Attorney General Kwame Raoul is urging residents throughout Illinois to be on alert for scams related to the distribution of the COVID-19 vaccine.
As the general public begins to receive doses of the vaccines manufactured by Pfizer and Moderna, Raoul’s office is cautioning people to be alert for scams and theft of personally-identifiable information.
“People should be wary of anyone who offers the vaccine or promises priority access to the vaccine or a COVID-19 cure in exchange for money,” Raoul said. “I am urging Illinois residents to be vigilant for scams related to the vaccine, which could compromise their health and personal information. People should report these scams to my office.”
“Currently, there is a limited amount of vaccine in Illinois and in the U.S.,” said Illinois Department of Public Health (IDPH) Director Dr. Ngozi Ezike. “Because of the limited amount of vaccine, we want people to be aware of potential scammers who may ask you to pay out of pocket to get the vaccine, who offer to give you early access to the vaccine, or offer to ship you vaccine for payment. Until more vaccine is readily available, we ask people to be patient, understand there may be others in similar risk categories who may get vaccinated first, and continue to wear their mask, watch their distance, and avoid gatherings.”

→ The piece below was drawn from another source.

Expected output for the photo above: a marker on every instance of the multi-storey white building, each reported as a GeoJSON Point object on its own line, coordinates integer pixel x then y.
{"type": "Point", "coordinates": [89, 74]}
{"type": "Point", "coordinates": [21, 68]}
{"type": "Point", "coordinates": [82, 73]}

The vaccine’s distribution is being overseen by Illinois public health officials, and it is currently available in limited quantities. Residents will be able to receive the vaccine only through a designated health clinic. No one can pay to put their names on a distribution list or purchase early access to the vaccine. Consumers should also be aware that Medicare or Medicaid will not call seniors or residents to proactively offer the COVID-19 vaccine. Residents should consult their health care providers or local health departments for guidance in determining when the vaccine will be available to them.
Raoul encourages people to take steps to protect their health and information:
Do not buy any kind of COVID-19 vaccine or treatment on the internet or from an online pharmacy. You should not have to pay any amount of money out of pocket in order to receive the vaccine. Everyone eventually will be able to receive the vaccine, even if they do not have health insurance.
Ignore online, phone, and text offers for the COVID-19 vaccine.
Hang up on any calls, including robocalls, which direct you to take immediate action or provide personally-identifiable information, such as your Social Security number or bank account number. Health workers conducting contact tracing will ask you to confirm your name and address, but will not request your Social Security number or financial information. Contact your local health department if you receive a contact tracing call and are unsure it is legitimate.
Report solicitations from telemarketers, text messages and social media platforms, as well as door-to-door visits. You can file a consumer complaint with the Illinois Attorney General’s office.
Delete emails and texts that promise or offer access to COVID-19 treatments, and do not click on any links contained in such emails as they may place malware on your devices.
Additional materials and data are available free of charge on the Illinois Attorney General’s website and on the Illinois Department of Public Health’s website. Individuals who have questions or need to report a scam should call the Attorney General’s Consumer Fraud Hotline at 1-800-386-5438 (Chicago), 1-800-243-0618 (Springfield), or 1-800-243-0607 (Carbondale), or file an online complaint.